Tyler Durden writing for Seeking Alpha lays out the case in 8 logical steps. Better yet, in the comments section he gives insight into the mind of a true capitalist. The "non-recourse nature" he speaks of means that once the public/private entity buys an asset from a bank, the private investor has control of the asset.
Posted by Tyler Durden at 2:14 AM
The greatest bait and switch of this generation in all its visual splendor. As a result of the TALF's non-recourse nature, a hedge fund X can buy Bank X's MBS Portfolio which is marked on the bank's books at 80 cents on the dollar (but has a market price of 20 cents) for the marked price with a 3% equity check and TALF filling the balance. A day later, Bank X repurchases the portfolio from hedge fund X at the 20 cent market price, pays a $5 million fee for the "trouble" and waits for the portfolio to appreciate to 50 cents on the dollar by 2014. Hedge fund X takes a 75% loss on its nominal equity stake but more than makes up in transaction fees. The TALF portion takes a 75% loss with no recourse and no margin to fall back on.
As a result Bank X takes no writedown now, and in 5 years may book an equity profit of as much as $25 million (net of transaction fees paid to the Hedge Fund X), while Hedge Fund X books a profit of $3.2 million for one day's work...
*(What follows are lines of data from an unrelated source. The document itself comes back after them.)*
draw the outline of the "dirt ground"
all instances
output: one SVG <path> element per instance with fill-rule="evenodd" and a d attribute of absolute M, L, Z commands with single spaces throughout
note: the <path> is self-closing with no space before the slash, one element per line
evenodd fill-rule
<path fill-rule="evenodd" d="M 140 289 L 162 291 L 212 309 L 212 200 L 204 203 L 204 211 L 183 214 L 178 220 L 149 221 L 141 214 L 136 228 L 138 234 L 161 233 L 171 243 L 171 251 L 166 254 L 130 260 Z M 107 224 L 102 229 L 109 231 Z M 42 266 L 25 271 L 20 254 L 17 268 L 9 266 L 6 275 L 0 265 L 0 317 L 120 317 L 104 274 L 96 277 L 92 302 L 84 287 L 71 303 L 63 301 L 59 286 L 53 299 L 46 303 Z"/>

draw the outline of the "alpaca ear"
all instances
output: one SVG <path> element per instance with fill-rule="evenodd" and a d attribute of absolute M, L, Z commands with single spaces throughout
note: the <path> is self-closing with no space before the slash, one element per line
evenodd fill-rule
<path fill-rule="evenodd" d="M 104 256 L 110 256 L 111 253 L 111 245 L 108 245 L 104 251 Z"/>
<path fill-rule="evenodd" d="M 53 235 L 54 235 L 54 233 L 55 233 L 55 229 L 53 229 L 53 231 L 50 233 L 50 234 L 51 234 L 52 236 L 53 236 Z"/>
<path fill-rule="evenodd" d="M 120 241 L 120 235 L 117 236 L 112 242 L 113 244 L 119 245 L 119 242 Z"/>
Lastly the U.S. taxpayer loses $54.3 million on a $77.6 million TALF Investment, or 70% (net of 5 years of interest income).
Note: the maximum TALF size is $1 trillion. Will U.S. taxpayers suffer $700 billion in losses from the TALF? Ask your congressman.
And if you want to know why government intervention never works as advertised, or how the rich get richer, ask someone who stays up 'til 2 in the morning figuring out how to make $3 million a day.